Fruit exports to Pakistan from Kandahar cut in half
Exporters claim incurring huge losses as a result of the increase in import duty that comes at a time when the harvest season of grapes, melons, watermelons and other fruits has peaked.
In Afghanistan’s current circumstances, Pakistan is considered the only market for these fruits.
The Fresh Fruit Traders Union head in Kandahar, Haji Nani Agha, told Pajhwok Afghan News Pakistan had increased tax on fruits from Kandahar and as a result, traders suffered huge losses and they had extensively reduced exports to the neighbouring country.
He said previously Pakistan would charge 25000 afghanis per 10 tonnes of fruits, but the tax had been increased to 75,000 afghanis, which the Afghan traders could not afford to pay.

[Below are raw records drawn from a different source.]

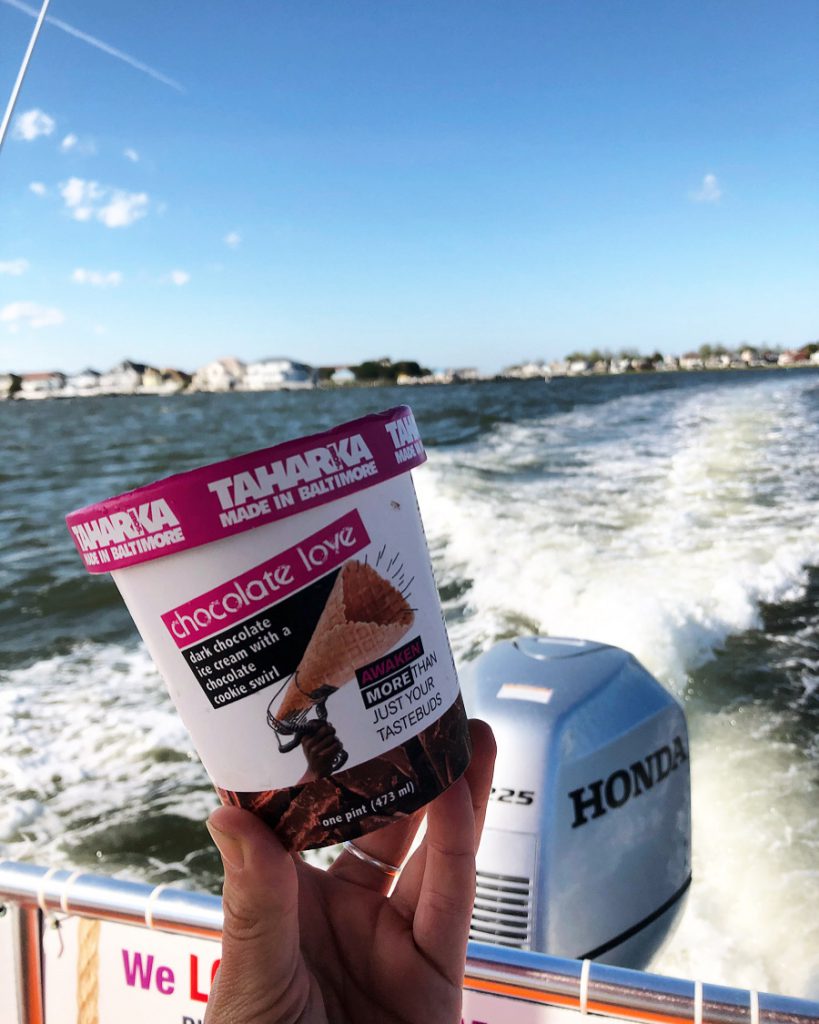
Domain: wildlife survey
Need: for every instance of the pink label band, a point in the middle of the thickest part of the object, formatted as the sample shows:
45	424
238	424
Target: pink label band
213	502
268	583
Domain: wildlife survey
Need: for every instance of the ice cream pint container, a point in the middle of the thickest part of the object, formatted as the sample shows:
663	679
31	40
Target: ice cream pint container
288	600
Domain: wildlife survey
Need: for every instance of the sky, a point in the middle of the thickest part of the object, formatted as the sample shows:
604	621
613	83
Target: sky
462	182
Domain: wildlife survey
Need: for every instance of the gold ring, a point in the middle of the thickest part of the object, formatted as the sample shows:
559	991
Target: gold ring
389	869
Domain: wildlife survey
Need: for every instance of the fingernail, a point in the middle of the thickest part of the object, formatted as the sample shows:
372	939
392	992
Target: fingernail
228	846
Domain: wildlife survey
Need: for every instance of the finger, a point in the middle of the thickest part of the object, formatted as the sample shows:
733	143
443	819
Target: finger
479	778
480	770
440	925
261	969
389	845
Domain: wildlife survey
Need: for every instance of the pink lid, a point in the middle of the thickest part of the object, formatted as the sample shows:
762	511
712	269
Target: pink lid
207	504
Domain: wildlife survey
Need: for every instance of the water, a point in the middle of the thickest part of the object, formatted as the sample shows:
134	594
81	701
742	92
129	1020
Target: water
674	515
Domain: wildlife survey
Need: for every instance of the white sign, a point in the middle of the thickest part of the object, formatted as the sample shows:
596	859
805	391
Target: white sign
101	973
104	973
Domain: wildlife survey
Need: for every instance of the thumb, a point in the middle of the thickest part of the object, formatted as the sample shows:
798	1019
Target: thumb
261	974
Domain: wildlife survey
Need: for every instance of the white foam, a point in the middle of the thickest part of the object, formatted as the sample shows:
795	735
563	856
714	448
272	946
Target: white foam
83	741
659	523
661	532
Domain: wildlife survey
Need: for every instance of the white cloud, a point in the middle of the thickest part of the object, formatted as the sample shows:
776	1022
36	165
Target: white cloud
17	314
123	209
708	192
73	143
99	279
114	207
14	266
92	41
178	278
32	124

He said the tax had been increased at a time when grapes, melons, watermelons and other fruits in Kandahar were being harvested and Afghan traders had no alternate route and market to shun exporting their goods to Pakistan.
He said many traders had stopped exporting fruits to Pakistan and were selling the harvests inside Afghanistan at low rates.
He said daily 20 trucks loaded with fresh fruits entered Pakistan from Afghanistan compared to 40 trucks before the increase in tax.
He said the trucks carrying fruits to Pakistan belonged to Afghan traders who had signed contracts with Pakistani dealers and had received money and therefore they had no option but to export fruits.
The trader said Pakistan always increased taxes and blocked roads against Afghan trucks at peak seasons in order to weaken Afghanistan’s economy.
He urged the government to find an alternate market for Afghanistan fruits because Pakistan could not be a reliable market.
He said it would be better option if the Afghan government paved the way for exports through Chabahar port in southeast Iran and through Tajikistan.
Another trader, Haji Aziz, said the Pakistani Consulate in Kandahar had assured Afghan traders that there would be no problem in export of fruits to Pakistan this season, but the country increased import duty as soon as the harvest season arrived.
He said Afghan traders used to sign contracts with Pakistani traders ahead of the harvest season and receive money from them in advance.
He said the Afghan traders had no option but to export fruits in compliance with the contracts. He said they could have avoided losses had Pakistan increased import duty before the contracts were signed.
Due to the increased tax, grape orchard owners had no option but to sell their harvests inside Afghanistan or process the grapes into raisins.
Haji Aziz also urged the government to find an alternate transit route and arrange cargo planes for Afghan traders to export their goods to foreign countries.
Currently, 60 to 70 cents were charged on each kilogram of fruits carried in cargo planes abroad but if the government reduced the rent by a half and encouraged private airlines, it would enable traders to export their goods even to the Europe and the United States, the trader said.
Kandahar Chamber of Commerce deputy head Eng. Abdul Baqi Bena confirmed Pakistan had increased import duty on Afghanistan fruits, saying the exports had declined by a 40 percent.
He said they had contracted the Pakistani Consulate in Kandahar and Joint Afghanistan and Pakistan Chamber of Commerce officials in Kabul, but there had been no positive result so far.
He said it would have no benefit even if the issue was resolved because the harvest season would end until practical steps were taken.
He said the increase in tax had prompted many Afghan traders stop export of fruits to Pakistan and suspend contracts with Pakistani traders in this regard.
The trader representative acknowledged Pakistan always created problems for Afghan traders during peak seasons and as a result, they incurred losses each year.
He said the government should protect Afghan traders from cruel Pakistani tactics and should find alternate routes for their exports.
Despite the increase in tax, so far more than 5000 tonnes of grapes had been exported to Pakistan, Bena said.